Weird fiction is no longer the domain of H.P. Lovecraft and fantasy is no longer trapped under the archetypal yoke of swords and sorcery in China Mieville’s stellar novel, Perdido Street Station.

Revolving around the city of New Crobuzon—a desert metropolis built within the towering, bleached ribs of a gargantuan, semi-interred fossil—Perdido Street Station mixes elements of steampunk, mystery, horror, and science fiction with a strong sense of leftist politics when he weaves the tale of Isaac Dan der Grimnebulin, a freelance research scientist faced with a mysterious patron and a strange task that will turn the whole city upside down. Bas-Lag, the world in which New Crobuzon resides, is incredibly rich and well developed.
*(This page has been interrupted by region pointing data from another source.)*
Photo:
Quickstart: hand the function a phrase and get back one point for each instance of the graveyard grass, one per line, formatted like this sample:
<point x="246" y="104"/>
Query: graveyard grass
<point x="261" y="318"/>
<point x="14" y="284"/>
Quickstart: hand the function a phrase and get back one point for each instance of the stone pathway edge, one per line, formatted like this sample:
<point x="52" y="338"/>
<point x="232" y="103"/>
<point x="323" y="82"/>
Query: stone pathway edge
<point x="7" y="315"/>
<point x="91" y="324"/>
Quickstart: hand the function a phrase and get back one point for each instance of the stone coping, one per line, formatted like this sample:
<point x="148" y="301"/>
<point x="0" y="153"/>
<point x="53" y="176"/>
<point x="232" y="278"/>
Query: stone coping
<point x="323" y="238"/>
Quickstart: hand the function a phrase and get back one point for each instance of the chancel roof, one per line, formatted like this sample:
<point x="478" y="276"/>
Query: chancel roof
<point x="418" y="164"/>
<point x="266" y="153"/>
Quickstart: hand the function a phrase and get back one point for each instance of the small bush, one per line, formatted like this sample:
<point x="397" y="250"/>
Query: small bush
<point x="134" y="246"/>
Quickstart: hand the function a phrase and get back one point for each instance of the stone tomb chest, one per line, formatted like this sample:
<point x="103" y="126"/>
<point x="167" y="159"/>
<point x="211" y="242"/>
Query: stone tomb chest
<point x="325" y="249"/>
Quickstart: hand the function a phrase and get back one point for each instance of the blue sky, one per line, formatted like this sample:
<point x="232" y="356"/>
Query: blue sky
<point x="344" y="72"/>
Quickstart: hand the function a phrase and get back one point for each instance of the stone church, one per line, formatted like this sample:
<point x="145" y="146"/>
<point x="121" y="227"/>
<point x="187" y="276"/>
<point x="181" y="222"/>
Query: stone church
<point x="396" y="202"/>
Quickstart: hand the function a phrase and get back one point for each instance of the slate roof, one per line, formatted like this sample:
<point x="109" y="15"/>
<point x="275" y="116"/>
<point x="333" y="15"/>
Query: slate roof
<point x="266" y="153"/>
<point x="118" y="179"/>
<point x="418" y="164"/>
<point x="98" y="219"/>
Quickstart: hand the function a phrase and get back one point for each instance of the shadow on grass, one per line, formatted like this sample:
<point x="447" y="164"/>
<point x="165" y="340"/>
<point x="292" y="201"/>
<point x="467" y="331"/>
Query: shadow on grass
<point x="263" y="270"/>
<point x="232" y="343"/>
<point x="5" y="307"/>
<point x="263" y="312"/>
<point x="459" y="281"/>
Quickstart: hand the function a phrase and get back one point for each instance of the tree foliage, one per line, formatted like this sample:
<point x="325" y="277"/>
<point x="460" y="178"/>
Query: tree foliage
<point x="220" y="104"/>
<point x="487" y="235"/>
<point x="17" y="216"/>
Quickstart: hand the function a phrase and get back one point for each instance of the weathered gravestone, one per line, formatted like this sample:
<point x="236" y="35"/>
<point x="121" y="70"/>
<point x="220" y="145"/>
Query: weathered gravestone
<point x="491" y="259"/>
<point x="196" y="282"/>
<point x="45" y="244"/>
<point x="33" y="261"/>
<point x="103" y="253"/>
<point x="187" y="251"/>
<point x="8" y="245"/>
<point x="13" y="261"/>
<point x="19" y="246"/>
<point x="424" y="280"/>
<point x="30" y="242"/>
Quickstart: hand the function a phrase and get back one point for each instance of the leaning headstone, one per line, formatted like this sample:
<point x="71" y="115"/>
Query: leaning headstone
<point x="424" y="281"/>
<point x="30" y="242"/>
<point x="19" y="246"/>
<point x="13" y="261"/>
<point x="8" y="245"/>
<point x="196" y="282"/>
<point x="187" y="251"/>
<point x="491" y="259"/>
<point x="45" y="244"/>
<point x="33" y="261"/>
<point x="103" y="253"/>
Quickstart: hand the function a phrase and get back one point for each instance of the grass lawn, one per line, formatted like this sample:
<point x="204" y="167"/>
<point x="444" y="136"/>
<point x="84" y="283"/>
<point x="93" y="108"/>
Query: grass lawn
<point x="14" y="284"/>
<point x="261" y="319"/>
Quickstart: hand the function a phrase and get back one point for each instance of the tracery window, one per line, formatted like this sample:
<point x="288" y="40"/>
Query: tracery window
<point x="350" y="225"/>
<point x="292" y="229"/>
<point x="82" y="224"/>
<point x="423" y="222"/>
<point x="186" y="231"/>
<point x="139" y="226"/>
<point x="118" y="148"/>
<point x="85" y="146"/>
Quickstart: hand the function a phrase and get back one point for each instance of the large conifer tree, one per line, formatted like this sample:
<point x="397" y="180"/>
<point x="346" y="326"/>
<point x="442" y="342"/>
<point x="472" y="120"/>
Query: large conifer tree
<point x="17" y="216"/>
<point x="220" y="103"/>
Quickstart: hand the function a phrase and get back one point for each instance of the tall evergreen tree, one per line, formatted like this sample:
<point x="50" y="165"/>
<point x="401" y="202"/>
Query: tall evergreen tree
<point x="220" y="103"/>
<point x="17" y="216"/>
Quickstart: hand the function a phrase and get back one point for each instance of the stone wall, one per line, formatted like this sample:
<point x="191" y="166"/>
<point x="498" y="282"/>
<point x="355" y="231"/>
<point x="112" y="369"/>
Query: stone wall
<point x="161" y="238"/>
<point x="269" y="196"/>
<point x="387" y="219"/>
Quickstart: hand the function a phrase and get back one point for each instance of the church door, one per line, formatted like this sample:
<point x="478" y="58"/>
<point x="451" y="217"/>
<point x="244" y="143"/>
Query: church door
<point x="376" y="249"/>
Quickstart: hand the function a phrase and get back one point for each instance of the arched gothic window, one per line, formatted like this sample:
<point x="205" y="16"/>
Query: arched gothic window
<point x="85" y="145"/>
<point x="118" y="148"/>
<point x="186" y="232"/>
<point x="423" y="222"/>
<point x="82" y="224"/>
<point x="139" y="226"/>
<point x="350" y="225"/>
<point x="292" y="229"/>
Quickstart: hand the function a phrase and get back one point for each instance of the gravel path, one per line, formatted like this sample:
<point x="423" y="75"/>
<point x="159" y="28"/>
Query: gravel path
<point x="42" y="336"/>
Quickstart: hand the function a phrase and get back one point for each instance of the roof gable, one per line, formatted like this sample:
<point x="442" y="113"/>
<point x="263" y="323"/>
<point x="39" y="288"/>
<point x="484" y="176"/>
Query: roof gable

Some critics of the novel argue that Mieville’s world building occasionally disrupts the narrative, but this reviewer pointedly disagrees.

Mieville, a lifelong Londoner, makes both his urban outlook on life known from the first slice of dialogue all the way to the climactic rooftop finale of the book. A student of economics and Middle Eastern politics, Mieville craftily weaves in the various esoteric influences provided by his early education to create a truly original world in which his painfully realistic, urbane characters thrive. Unlike common fantasy tropes of aristocratic heroes or street urchins rising to fame and fortune, Mieville’s bohemian characters exist in a social tier all their own, somewhere in a limbo between lower middle class and bona fide working class; this status spices their dialogue with a sort of flippant joie-de-vivre normally lacking in fantasy novels of the epic set, specifically in the world of steampunk.

Mieville’s unique take on fantasy and weird fiction alone is worth more than the price of admission. For the unconvinced and uninitiated, there are more than enough verbal pyrotechnics, birdmen, hideous monsters, and scenes of extra-dimensional action to hold your interest.